A bill that sought to mandate state-owned companies to transfer a fixed share of their profits to the national budget has been unanimously rejected by the Shura Council.
Members warned that the move could undermine the independence of public firms and weaken Bahrain’s long-term investment strategy.
The council yesterday voted to reject two combined draft laws submitted by Parliament and referred them back to MPs for reconsideration.
The proposals sought to amend Article 10 of the 2002 Budget Law and introduce a requirement to include at least 50 per cent of the net profits generated by fully state-owned companies in the national budget. The move would have primarily affected the sovereign wealth fund, Bahrain Mumtalakat Holding Company, and energy investment firm Bapco Energies.
Cabinet Affairs Minister Hamad Al Malki, who is politically responsible for Mumtalakat, said the government agrees with the concept that state-owned companies need to contribute to the national budget. However, he noted that the proposed mechanism for doing so remains problematic.
“State-owned companies should indeed contribute, but not through fixed amounts that fail to account for market conditions that may impact their performance,” he said.
“Currently, government as well as legislators from both chambers agree on a contribution during negotiations on the national budget every two years.
“Mumtalakat has contributed BD240 million towards the budget – it was BD10m in 2017, jumping to BD40m in the recent two-year budget agreement.”
Mr Al Malki said fixed contribution would affect state-owned companies’ ability to expand developmental and investment plans.
Oil and Environment Minister and Special Envoy for Climate Affairs Dr Mohammed Bin Daina said the boards of state-owned companies determine their own budgets.
“There are internal and external auditors monitoring finances besides scrutiny from the Finance and National Economy Ministry alongside the National Audit Office,” he said. “There are governance rules involving layers of monitoring. State-owned companies contribute towards the budget as a commitment, irrespective of whether they make high or low profits. The current mechanism is fair and there is no need to shift to something else.”
The Shura Council’s financial and economic affairs committee had earlier recommended rejecting the bills, arguing that existing legislation and oversight mechanisms already ensure transparency and accountability.
Committee chairman Khalid Al Maskati said the panel supported efforts to strengthen public finances but warned against imposing rigid legal obligations on state-owned enterprises. He explained that fixing a mandatory percentage of profits could have unintended consequences as such a requirement might force companies to borrow funds to meet obligations to the state treasury.

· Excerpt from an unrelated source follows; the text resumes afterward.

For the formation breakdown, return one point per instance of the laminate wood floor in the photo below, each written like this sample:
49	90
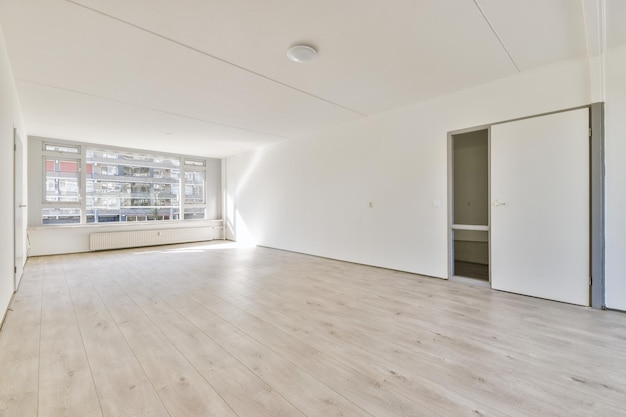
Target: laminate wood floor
215	330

Mr Al Maskati added that maintaining the operational independence of state-owned enterprises was essential to safeguarding their competitiveness and long-term financial sustainability.
“Strengthening public finances must go hand in hand with protecting governance frameworks that enable these companies to succeed and generate sustainable wealth for the national economy,” he added.

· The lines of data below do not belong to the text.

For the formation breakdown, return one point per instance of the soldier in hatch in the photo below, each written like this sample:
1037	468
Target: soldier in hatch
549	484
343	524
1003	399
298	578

Shura members also raised concerns that legally mandating profit transfers could weaken companies’ ability to reinvest earnings in strategic projects.

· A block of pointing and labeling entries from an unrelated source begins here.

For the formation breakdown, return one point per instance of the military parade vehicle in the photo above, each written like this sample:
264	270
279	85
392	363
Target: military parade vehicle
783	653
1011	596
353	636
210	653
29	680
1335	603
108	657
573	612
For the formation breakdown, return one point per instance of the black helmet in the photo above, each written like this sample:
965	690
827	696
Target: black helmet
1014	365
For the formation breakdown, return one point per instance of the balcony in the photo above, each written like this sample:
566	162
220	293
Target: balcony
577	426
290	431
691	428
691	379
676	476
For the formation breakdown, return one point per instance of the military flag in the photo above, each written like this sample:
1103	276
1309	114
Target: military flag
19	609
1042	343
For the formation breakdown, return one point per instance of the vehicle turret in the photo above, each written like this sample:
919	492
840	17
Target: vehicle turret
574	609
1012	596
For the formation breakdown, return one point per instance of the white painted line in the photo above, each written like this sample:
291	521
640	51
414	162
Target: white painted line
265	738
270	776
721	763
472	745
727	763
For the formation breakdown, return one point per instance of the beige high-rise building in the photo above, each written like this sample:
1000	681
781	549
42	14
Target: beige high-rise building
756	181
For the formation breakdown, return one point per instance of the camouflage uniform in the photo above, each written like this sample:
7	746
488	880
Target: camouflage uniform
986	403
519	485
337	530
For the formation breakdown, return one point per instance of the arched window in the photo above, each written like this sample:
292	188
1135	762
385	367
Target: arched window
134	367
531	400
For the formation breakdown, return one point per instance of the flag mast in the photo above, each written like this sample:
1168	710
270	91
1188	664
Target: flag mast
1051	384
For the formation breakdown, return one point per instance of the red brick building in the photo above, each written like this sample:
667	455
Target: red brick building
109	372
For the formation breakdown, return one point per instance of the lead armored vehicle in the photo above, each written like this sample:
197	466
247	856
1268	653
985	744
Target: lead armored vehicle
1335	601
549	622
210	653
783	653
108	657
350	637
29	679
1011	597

Dr Ibtisam Al Dallal said the proposal, although well-intentioned, could lead to unintended economic consequences.
“Enhancing the resources of the national budget is a noble objective, particularly at a time when global economic challenges and rising public debt require careful financial management,” she said.
“But imposing a fixed share of profits through legislation could reduce the ability of government companies to reinvest in expansion and development projects.”
She warned that such a measure could transform state-owned companies from engines of economic growth into “mere annual financing tools for the budget”.
Shura first vice-chairman Jamal Fakhro said the proposal raised fundamental questions about the role of government-owned enterprises.
“If we create institutions to manage their own revenues and expenditures, how can we then require them to transfer those revenues to the government while still expecting them to cover their operational costs?” he asked.
He said the proposal could effectively reverse reforms implemented over the past two decades.
“We created these entities to invest and grow public wealth,” he added. “Returning all profits to the government would take us back 20 or 25 years.”
Shura member Dr Bassam Al Binmohammed said legislators needed to decide whether the priority was distributing current profits or expanding long-term economic growth.
“If we support investment and expansion, these companies must retain the flexibility to reinvest and grow,” he said.
Legal concerns were also raised during the debate. Shura legislative and legal affairs committee chairwoman Dalal Al Zayed said the two companies were established under special decrees and operate under the Commercial Companies Law.
“Applying this proposal could create legal and regulatory complications and potential financial risks, particularly in situations where companies record losses,” she said.